Step 2: Write the Expression for Electrostatic Force
The electrostatic force between two point charges, according to Coulomb's law, is
$F = \dfrac{k\,q\,(Q - q)}{r^2}$
where $k$ is the Coulomb constant and $r$ is the distance between the charges.
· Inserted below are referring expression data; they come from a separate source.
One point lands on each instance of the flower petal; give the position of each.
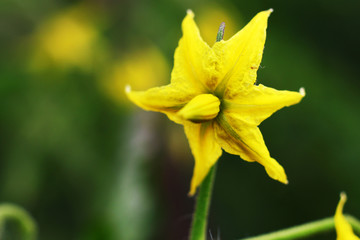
(205, 149)
(236, 137)
(343, 228)
(167, 99)
(194, 60)
(241, 56)
(260, 103)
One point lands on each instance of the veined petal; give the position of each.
(201, 108)
(241, 56)
(238, 138)
(260, 103)
(194, 60)
(167, 99)
(343, 228)
(205, 149)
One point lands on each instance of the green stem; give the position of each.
(199, 224)
(354, 222)
(305, 230)
(11, 211)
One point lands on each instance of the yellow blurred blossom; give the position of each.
(343, 228)
(67, 39)
(213, 94)
(209, 19)
(143, 68)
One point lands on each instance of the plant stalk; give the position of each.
(199, 224)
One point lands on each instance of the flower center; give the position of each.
(201, 108)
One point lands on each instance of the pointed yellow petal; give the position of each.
(201, 108)
(261, 102)
(241, 56)
(343, 228)
(167, 99)
(205, 149)
(236, 137)
(194, 60)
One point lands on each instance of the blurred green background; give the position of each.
(88, 164)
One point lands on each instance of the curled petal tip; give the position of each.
(127, 88)
(302, 91)
(190, 12)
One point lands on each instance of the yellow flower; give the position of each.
(213, 94)
(343, 228)
(67, 39)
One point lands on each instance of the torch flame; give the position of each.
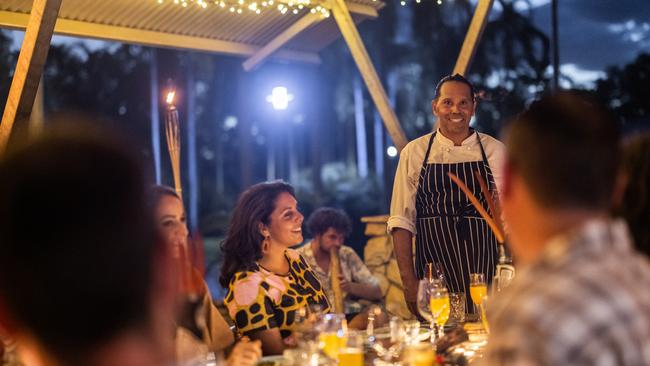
(170, 97)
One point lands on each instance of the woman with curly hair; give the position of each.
(200, 327)
(267, 282)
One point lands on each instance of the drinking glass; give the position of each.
(420, 354)
(477, 287)
(334, 332)
(431, 300)
(351, 352)
(457, 304)
(440, 307)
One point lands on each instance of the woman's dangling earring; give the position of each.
(266, 244)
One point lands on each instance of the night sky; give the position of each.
(595, 34)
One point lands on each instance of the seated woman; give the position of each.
(267, 282)
(201, 328)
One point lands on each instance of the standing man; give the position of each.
(329, 228)
(582, 296)
(426, 203)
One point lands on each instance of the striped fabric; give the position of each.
(450, 230)
(586, 301)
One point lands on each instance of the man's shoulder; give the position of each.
(491, 141)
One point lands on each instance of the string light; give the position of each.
(293, 7)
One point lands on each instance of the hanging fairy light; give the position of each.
(292, 7)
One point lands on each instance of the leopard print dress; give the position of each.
(260, 299)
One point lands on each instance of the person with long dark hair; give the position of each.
(267, 281)
(200, 327)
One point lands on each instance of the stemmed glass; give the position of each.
(433, 304)
(478, 291)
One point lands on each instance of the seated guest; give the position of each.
(82, 279)
(581, 296)
(267, 282)
(634, 205)
(329, 228)
(201, 328)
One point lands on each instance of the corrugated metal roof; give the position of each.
(248, 30)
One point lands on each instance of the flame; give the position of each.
(170, 97)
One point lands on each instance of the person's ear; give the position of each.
(434, 109)
(264, 230)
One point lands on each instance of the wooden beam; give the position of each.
(474, 32)
(151, 38)
(283, 38)
(368, 72)
(29, 68)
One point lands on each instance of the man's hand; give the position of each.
(245, 353)
(346, 286)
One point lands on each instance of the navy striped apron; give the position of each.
(450, 230)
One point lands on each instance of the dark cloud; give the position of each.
(609, 11)
(586, 35)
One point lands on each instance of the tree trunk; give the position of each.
(191, 148)
(360, 129)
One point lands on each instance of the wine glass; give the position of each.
(478, 291)
(440, 307)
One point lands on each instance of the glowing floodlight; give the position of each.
(279, 98)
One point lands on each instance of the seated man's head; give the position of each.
(561, 168)
(77, 246)
(329, 227)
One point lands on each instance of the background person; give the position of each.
(634, 206)
(426, 203)
(201, 328)
(267, 282)
(581, 295)
(329, 228)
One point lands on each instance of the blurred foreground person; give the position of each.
(80, 269)
(634, 204)
(201, 328)
(329, 228)
(582, 295)
(267, 282)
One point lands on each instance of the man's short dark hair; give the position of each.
(76, 242)
(326, 217)
(566, 148)
(457, 78)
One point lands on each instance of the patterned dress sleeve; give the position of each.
(249, 304)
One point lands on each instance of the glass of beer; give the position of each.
(334, 333)
(477, 288)
(351, 352)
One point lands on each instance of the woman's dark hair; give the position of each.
(457, 78)
(326, 217)
(242, 246)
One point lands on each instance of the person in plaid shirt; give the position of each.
(581, 296)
Step 3: Differentiate the Force with Respect to $q$ to Find the Maximum
We treat $F$ as a function of $q$ and set its derivative to zero to locate the maximum:
$F(q) = \dfrac{k}{r^2}\,\bigl(q \, Q - q^2\bigr)$
$\dfrac{dF}{dq} = \dfrac{k}{r^2}\,\bigl(Q - 2q\bigr)$
Set this derivative equal to zero to find the critical point:
$\dfrac{k}{r^2}\,\bigl(Q - 2q\bigr) = 0 \quad \Rightarrow \quad Q - 2q = 0 \quad \Rightarrow \quad Q = 2q$
Step 4: Conclude the Optimal Division of Charges
The condition $Q = 2q$ implies $q = \dfrac{Q}{2}$. So, when $q = \dfrac{Q}{2}$, the force between $q$ and $(Q - q)$ is maximum.
Step 5: Visual Representation (Optional)
The situation can be visualized using the figure:
Final Answer
When the total charge $Q$ is divided as $q = \dfrac{Q}{2}$ and $(Q - q) = \dfrac{Q}{2}$, the electrostatic repulsion is maximum. This corresponds to the condition $Q = 2q.$